だからいつも考えているなどと勘違いしてしまっていたのだと結論付けた。
そしてこの頃、こんな風に考えている。
違っていたのではないか。
何が。
「人は言葉がなければ考えられない」というのが、間違っていたのではないか。
感じると考えるを区別することが間違っているのではないか。
たぶん、感じると考えるは密接に関係しているのである。
人間は、言葉を介することなく、五感で感じた記憶を結び付けながら、考えているのではないか。
さらに、その過程を、子供は意識できるのに、大人になった私たちは意識することができなくなっているのではないか。
大人になってからならともかく、子供の私は、言葉で考えているといわれても、納得はできなかったと思う。
言葉は、記憶や他人への伝達には優れた道具であるが、言葉の中では思考は狭い範囲に限定される。
ひらめきは、ぎりぎりと集中して考えている時ではなく、リラックスしているときに啓示のようにやってくる。

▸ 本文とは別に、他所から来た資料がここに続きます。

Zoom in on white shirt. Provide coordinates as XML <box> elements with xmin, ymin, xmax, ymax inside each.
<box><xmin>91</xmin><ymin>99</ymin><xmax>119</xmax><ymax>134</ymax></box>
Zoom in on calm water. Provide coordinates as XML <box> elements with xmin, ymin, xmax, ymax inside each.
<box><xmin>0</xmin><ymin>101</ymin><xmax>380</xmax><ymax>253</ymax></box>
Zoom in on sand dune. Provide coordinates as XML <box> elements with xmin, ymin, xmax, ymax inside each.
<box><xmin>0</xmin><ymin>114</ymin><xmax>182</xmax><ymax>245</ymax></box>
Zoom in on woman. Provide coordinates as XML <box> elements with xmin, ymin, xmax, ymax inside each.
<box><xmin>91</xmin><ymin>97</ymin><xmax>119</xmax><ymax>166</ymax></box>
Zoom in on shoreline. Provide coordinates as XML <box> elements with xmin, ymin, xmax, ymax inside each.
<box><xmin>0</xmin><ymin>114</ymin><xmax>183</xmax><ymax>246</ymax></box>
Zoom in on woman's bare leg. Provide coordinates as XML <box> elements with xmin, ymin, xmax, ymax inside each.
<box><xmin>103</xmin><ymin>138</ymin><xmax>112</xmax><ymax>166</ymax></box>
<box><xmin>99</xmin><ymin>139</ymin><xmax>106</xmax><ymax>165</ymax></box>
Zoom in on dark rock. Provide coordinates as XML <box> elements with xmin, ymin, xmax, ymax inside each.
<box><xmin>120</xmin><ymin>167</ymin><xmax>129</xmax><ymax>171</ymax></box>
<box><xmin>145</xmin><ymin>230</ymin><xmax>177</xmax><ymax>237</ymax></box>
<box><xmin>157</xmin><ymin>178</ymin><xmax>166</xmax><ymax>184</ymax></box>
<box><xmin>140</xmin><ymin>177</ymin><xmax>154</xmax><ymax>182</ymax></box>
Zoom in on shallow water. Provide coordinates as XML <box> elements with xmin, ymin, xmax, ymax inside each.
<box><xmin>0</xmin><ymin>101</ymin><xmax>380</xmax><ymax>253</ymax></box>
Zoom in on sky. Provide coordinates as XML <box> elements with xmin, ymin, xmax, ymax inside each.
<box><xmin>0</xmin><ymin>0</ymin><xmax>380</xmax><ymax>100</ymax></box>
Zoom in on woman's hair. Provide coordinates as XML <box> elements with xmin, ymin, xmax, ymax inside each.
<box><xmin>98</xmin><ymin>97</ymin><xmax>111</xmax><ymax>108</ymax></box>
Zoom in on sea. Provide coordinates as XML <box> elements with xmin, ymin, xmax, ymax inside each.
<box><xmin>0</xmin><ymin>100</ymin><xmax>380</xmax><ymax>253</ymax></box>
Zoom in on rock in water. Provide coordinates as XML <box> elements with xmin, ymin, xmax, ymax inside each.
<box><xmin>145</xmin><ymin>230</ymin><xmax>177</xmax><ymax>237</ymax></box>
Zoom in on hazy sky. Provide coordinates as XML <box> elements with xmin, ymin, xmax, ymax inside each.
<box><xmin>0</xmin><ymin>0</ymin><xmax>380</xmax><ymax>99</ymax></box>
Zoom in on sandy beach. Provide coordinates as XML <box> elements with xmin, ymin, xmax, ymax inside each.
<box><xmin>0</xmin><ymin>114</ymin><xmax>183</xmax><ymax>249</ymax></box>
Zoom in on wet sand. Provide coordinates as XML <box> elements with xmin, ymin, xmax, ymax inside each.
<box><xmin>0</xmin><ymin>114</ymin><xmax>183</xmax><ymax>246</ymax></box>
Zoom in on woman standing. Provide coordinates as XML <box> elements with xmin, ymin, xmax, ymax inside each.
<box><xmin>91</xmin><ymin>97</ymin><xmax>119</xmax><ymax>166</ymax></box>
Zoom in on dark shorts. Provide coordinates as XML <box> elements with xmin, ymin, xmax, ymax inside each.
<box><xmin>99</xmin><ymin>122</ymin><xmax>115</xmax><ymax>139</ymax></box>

意識することなく、五感で感じた広い記憶の海で、人は自由に考えているのではないか。
頭に浮かんだ画像の中に、解決策が示されていたなんて普通にあることだ。
これだって考えるってことですよね。
考えていないのにひらめくなんてことはないはずです。
考えていることを意識できないだけです。
言葉を獲得する以前の人類も考えていたのです。その頃は意識できていたのかもしれません。
言葉を獲得した時から、意識できなくなった。
豊富な知識と、強固な論理能力を持つ秀才は山ほどいる。
しかしながら、創造力まで備わった人、すなわちひらめく力を持った人はそんな秀才のなかにもほとんどいない。
真の芸術家は、目いっぱい創造力を持っているのですが。
真の芸術家も、真の学者も、啓示のようにひらめく。